2025/11/24 Edited to

... Read moreFeeling overwhelmed by pressure is a common experience, particularly for individuals with ADHD who may find it harder to process stress effectively. One powerful method to manage pressure is using a "Pressure Script," which involves asking yourself three key questions: What is the problem? What matters now? What’s the smallest next action? This approach breaks down the chaos into manageable steps, significantly reducing panic. Another invaluable technique is labeling your fears. Often, the pressure we feel comes from vague anxieties like fear of failure or looking foolish.
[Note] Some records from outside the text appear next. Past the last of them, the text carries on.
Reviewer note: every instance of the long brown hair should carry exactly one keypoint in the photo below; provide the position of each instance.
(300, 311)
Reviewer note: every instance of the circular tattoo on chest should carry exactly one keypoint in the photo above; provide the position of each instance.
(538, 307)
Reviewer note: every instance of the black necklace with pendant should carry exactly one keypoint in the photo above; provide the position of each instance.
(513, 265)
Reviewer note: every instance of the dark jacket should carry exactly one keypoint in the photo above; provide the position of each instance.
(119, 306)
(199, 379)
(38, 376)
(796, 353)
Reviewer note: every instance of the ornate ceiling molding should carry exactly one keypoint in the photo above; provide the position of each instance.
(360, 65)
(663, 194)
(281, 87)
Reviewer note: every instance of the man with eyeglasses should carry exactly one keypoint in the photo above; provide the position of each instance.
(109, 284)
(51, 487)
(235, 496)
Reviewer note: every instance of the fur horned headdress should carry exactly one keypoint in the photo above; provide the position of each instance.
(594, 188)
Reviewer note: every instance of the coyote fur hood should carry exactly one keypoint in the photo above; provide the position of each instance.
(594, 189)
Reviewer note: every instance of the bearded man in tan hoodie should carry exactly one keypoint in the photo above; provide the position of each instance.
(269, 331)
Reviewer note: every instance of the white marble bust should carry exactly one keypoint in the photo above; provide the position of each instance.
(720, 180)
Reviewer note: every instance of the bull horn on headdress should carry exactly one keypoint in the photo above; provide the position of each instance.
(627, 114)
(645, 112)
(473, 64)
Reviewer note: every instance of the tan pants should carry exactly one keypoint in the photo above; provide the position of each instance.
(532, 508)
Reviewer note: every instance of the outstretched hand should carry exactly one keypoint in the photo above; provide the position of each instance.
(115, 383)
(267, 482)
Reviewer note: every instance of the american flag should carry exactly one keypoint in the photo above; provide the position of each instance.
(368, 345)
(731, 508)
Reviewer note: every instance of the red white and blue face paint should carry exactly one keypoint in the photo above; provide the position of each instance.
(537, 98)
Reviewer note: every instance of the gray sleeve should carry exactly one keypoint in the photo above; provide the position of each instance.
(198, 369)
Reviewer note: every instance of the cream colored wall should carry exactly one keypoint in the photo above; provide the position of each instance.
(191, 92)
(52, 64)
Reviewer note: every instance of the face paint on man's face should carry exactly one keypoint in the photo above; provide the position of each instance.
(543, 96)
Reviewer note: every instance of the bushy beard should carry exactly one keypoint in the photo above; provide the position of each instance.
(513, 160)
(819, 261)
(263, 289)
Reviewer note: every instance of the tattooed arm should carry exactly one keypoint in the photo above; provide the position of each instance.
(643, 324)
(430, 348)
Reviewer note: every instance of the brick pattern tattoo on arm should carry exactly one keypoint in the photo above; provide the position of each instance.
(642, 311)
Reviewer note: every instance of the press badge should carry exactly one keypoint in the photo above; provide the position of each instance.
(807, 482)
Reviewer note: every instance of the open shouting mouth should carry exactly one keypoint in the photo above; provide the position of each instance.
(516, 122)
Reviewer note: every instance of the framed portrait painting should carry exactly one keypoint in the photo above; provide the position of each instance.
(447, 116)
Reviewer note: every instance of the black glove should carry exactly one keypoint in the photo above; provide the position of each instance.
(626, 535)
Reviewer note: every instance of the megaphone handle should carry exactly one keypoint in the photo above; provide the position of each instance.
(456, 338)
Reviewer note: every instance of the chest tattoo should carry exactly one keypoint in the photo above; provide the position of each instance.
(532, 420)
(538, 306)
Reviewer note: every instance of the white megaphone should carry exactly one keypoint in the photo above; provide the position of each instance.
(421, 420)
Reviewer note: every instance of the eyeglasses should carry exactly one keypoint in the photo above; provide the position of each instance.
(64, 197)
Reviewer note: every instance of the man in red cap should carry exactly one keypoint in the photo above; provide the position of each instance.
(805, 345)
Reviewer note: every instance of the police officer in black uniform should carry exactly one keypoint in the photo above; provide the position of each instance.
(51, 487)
By naming these specific fears, you demystify and reduce their intensity, making the situation feel far less overwhelming. Breathing exercises also play a critical role in stress relief. The "pressure reset breath" — inhale for 4 seconds, hold for 2, then exhale for 6, repeated three times — works to calm your nervous system and restore focus. Finally, when your mind goes blank under pressure, it helps to offload your thoughts into a braindump using apps like Saner. This instantly organizes your tasks, clears mental clutter, and lets you move forward with clarity. Incorporating these four strategies not only helps manage immediate stress but also builds lasting tools for productivity and emotional resilience. Try combining the Pressure Script with mindful breathing and braindumping to create a personalized pressure management routine that works for you.